Sent on January 30, at 9:50 p.m., the Department of Justice’s Andrew Weissmann wrote the following message to recently-ousted Yates:
I am so proud
And in awe. Thank you so much.
All my deepest respects,
Sent from my iPhone
Weissmann’s message to Yates will likely be used by Paul Manafort‘s defense–and the defense team(s) of whoever else ends up charged by Mueller and his army of attorneys.
As Law&Crime‘s Rachel Stockman noted in a prior piece, the alleged anti-Trump bias of FBI Agent Peter Strzok is likely to be used by Manafort’s team specifically because it appears Strzok was the FBI official who signed off on the affidavit used to obtain the search warrant needed to raid Manafort’s home.
Strzok’s direct role–if in fact that was the role he had–in the Manafort raid and his earlier comments would plausibly sound alarm bells for a judge reviewing the case. Some caution though: it’s still uncertain whether such facts (e.g. Strzok’s alleged bias and particular role in the Mueller probe) would be presented to a jury–if any aspect of Mueller’s Russia probe ever comes to a jury trial.

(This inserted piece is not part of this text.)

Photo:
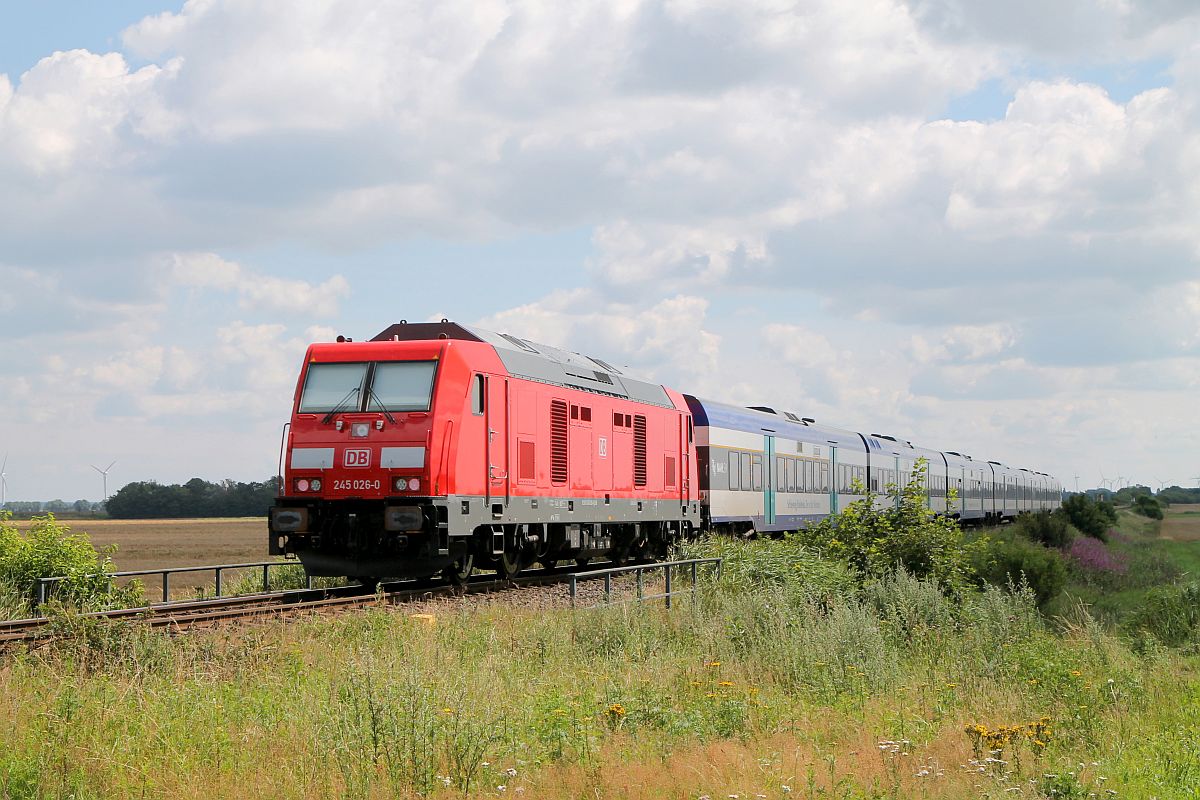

Most any defense attorney will try to get evidence gathered by search warrants–and being used against their client(s)–ruled inadmissible. There are various ways to do this, of course, but Manafort’s team is using a tried-and-true method: claiming Mueller’s search lacked the proper legal basis and was thus performed in violation of the Fourth Amendment’s prohibition against unlawful search and seizure.
The only way Manafort’s attorneys can win such a battle, however, is by proving Mueller’s original search warrant lacked probable cause. They’d likely try to say Strzok was so biased against the Trump team that evidence obtained from the search warrant shouldn’t be used as part of the case. This is an extremely unlikely outcome–but not impossible. So, for the sake of argument, let’s hold onto the idea that Manafort’s attorneys could suppress some of Mueller’s evidence because it was improperly obtained. That calculus isn’t at all the same for the Weissmann message to Yates.
Given the timing, a defense attorney could certainly suggest Weissmann’s message was meant as a jab against Trump. However, the other side would also have a very strong case as well. For one, Weissmann’s comments are vague to the point of being nebulous. His tone is also unavailable via text, so it’s feasible Weissmann could plead sarcasm if it comes to it.
If Yates and Weissmann are friendly, he could have been referring to something else entirely–or simply may have been acting polite after hearing news of a professional acquaintance’s ouster. Or, Weissmann could have had particularly strong objections to the travel ban itself–and then found himself writing an email to a newfound hero. Regardless, one can quickly see the point: there are many ways Weissmann could defend himself against a Trump team attack here.
There’s simply not much to work with in terms of anti-Trump sentiment in Weissmann’s message to Yates. To state it plainly and on its face: Weissmann expressed admiration for someone he worked with–not disdain for the person who fired her. Praise for one does not necessarily equate to bias against another.
Could Weissmann’s message come back to haunt him? It probably already has. He is likely to be reassigned amidst the commotion or after it dies down a bit–thereby proving Mueller’s independence.
The hurdles for proving prosecutorial misconduct are very rigorous. In the end, the Weissmann-Yates correspondence probably wouldn’t be viewed as evidence of any wrongdoing on Mueller’s part–only evidence that Weissmann should be more careful when emailing with his iPhone.